17-06-2026
11-01-2012 | Crimen de Miramar
Dan a conocer resultados de ADN claves en la causa

Las pruebas científicas realizadas sobre tres cabellos hallados en el cadáver de Gastón Bustamante, el niño de 11 años asesinado en noviembre, serán reveladas hoy por la Justicia. La conclusión será clave para determinar si el cuñado de la víctima, Julián Ramón, fue el asesino

 

Los análisis de ADN al cadáver de Gastón Bustamante, el niño asesinado en noviembre pasado en Miramar, se conocerán en las próximas horas y serán cruciales para la suerte procesal de su cuñado, Julián Ramón, quien se halla en prisión preventiva domiciliaria como autor del homicidio.

 

Fuentes judiciales informaron hoy que las pruebas científicas fueron hechas a cuatro cabellos encontrados en las ropas del chico de 12 años, que murió a golpes y ahorcado con una media alrededor del cuello en la casa familiar de Miramar.

 

Si el cotejo de los ADN demuestra que no pertenecen a Ramón, entonces el abogado defensor Alejandro Borawski estará facultado para interponer un hábeas corpus o el cese de la prisión preventiva, según indicó a esta agencia el propio letrado.

 

Ramón, de 24 años y ex novio de Rocío Bustamante, hermana mayor del niño asesinado, cumple desde ayer prisión preventiva con arresto domiciliario en una casa del barrio 180, al norte de Mar del Plata, donde sólo está acompañado por quienes resultan ser garantes, los padres y el dueño del inmueble donde se encuentra detenido.

 

Para Borawski fue un paso importante que el fiscal Rodolfo Moure y la familia de Gastón no impidieran el arresto domiciliario, para lo cual deberá permanecer en el domicilio, impedido de salir ya que todavía no cuenta con la pulsera electromagnética para su control, y evitar de tomar contacto con los padres del menor y con su novia.

 

Además, debe atender todos los llamados que le realicen desde la fiscalía o la Justicia y dejar pasar a su domicilio a miembros del Poder Judicial o del Patronato de Liberados que se presenten para controlar su situación.

 

En un primer momento el domicilio elegido había sido un departamento en el centro de la ciudad, pero por cuestiones que no fueron explicadas decidieron cambiar por una casa alejada del macrocentro.

 

El interés de Borawski sobre los resultados del ADN de esos pelos que se encontraron en el cuerpo de la víctima se centra en que el fiscal sólo tiene una prueba para inculpar a Ramón entre unos 30 indicios, por lo cual solicitó la prisión preventiva.
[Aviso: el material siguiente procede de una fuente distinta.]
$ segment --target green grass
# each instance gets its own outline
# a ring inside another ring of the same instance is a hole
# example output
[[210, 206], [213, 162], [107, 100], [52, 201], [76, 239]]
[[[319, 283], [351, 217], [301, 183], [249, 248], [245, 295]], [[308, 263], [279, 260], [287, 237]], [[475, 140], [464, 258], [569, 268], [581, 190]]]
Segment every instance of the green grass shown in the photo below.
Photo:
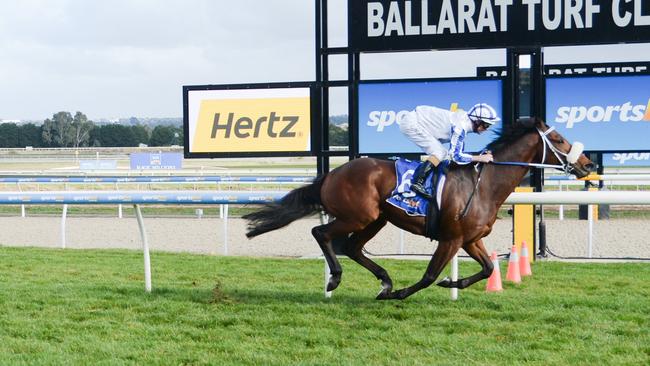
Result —
[[[403, 287], [426, 263], [380, 260]], [[373, 300], [343, 261], [153, 253], [153, 292], [130, 251], [0, 248], [0, 363], [599, 365], [650, 363], [650, 265], [540, 262], [521, 285]], [[502, 262], [502, 272], [505, 272]], [[478, 265], [461, 262], [468, 275]]]

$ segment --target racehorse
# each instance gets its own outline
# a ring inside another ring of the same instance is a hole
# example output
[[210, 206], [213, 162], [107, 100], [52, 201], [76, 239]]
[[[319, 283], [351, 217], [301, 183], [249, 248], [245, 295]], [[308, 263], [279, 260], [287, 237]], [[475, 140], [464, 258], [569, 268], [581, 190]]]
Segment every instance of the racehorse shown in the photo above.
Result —
[[[494, 156], [494, 164], [483, 165], [480, 173], [474, 165], [450, 166], [440, 202], [438, 247], [422, 279], [410, 287], [393, 291], [386, 270], [362, 251], [388, 221], [411, 233], [425, 235], [424, 217], [409, 216], [386, 202], [396, 185], [393, 161], [360, 158], [339, 166], [310, 185], [292, 190], [279, 203], [267, 204], [245, 215], [246, 236], [252, 238], [279, 229], [322, 210], [334, 220], [314, 227], [311, 232], [330, 267], [328, 291], [338, 287], [342, 274], [332, 247], [334, 239], [343, 240], [344, 254], [381, 281], [382, 290], [377, 299], [404, 299], [430, 286], [460, 248], [481, 265], [481, 271], [457, 281], [445, 278], [438, 285], [466, 288], [492, 274], [492, 261], [482, 238], [492, 230], [499, 207], [530, 169], [528, 163], [558, 164], [578, 178], [595, 168], [582, 154], [578, 147], [581, 144], [576, 143], [577, 148], [572, 149], [566, 139], [541, 119], [519, 121], [514, 128], [499, 131], [497, 135], [487, 146]], [[500, 165], [499, 162], [513, 163]]]

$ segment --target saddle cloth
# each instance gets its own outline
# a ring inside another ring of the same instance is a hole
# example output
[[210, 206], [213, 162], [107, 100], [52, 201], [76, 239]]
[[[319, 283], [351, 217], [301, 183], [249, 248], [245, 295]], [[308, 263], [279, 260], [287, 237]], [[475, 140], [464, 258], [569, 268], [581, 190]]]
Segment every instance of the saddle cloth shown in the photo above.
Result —
[[[402, 209], [410, 216], [427, 216], [429, 201], [417, 195], [415, 192], [411, 191], [411, 178], [415, 169], [417, 169], [420, 162], [411, 161], [408, 159], [398, 159], [395, 161], [395, 174], [397, 176], [397, 185], [390, 197], [386, 199], [386, 202], [391, 205]], [[433, 190], [433, 195], [436, 196], [436, 202], [438, 203], [437, 209], [440, 210], [440, 201], [442, 198], [442, 191], [445, 185], [445, 172], [446, 167], [449, 165], [449, 161], [445, 160], [441, 162], [436, 170], [429, 174], [427, 177], [424, 187], [427, 189], [427, 192], [432, 192], [432, 179], [435, 174], [437, 174], [437, 187]]]

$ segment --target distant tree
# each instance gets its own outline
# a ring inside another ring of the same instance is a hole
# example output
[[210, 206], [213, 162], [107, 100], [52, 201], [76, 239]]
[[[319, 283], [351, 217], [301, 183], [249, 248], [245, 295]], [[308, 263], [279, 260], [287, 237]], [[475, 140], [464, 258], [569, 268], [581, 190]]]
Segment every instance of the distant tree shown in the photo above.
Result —
[[72, 120], [72, 147], [88, 146], [90, 131], [95, 127], [85, 114], [77, 112]]
[[172, 141], [172, 145], [183, 146], [183, 142], [185, 141], [183, 137], [183, 128], [174, 127], [174, 130], [174, 140]]
[[15, 123], [0, 124], [0, 147], [21, 147], [20, 128]]
[[151, 131], [149, 146], [178, 145], [179, 141], [182, 141], [182, 132], [178, 128], [159, 125]]
[[43, 122], [42, 138], [46, 146], [66, 147], [72, 145], [74, 133], [72, 131], [72, 114], [58, 112], [52, 119]]
[[348, 131], [341, 127], [330, 124], [329, 126], [330, 146], [348, 146]]
[[136, 145], [149, 144], [151, 133], [147, 126], [137, 124], [131, 126], [131, 131], [133, 131], [133, 137], [135, 138]]
[[131, 127], [110, 124], [96, 127], [90, 137], [93, 146], [125, 147], [137, 146]]
[[33, 123], [27, 123], [20, 126], [20, 147], [33, 146], [42, 147], [41, 127]]

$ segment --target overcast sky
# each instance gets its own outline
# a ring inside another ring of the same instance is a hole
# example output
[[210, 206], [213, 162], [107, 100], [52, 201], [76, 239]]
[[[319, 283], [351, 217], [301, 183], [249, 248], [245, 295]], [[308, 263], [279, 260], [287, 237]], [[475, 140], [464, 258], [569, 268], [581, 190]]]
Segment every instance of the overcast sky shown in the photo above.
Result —
[[[340, 46], [346, 1], [329, 2], [330, 46]], [[183, 85], [310, 81], [314, 52], [313, 0], [0, 0], [0, 119], [181, 117]], [[547, 49], [546, 61], [588, 54], [647, 61], [650, 47]], [[331, 62], [345, 77], [345, 57]], [[362, 77], [471, 76], [504, 63], [503, 50], [364, 55]], [[333, 94], [333, 113], [345, 113], [344, 90]]]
Se trata de una huella digital del imputado en el televisor Kenya 14 pulgadas que fue movido hacia una mesa.

 

Según los investigadores y el propio fiscal Moure, la escena del crimen fue muy contaminada por los propios familiares al encontrar muerto a Gastón Bustamante, por eso se hizo difícil el hallazgo de pruebas para dar con el o los criminales, siendo la única prueba esa huella digital de Ramón, que la noche anterior al crimen había estado en la casa durante los festejos del cumpleaños de la víctima.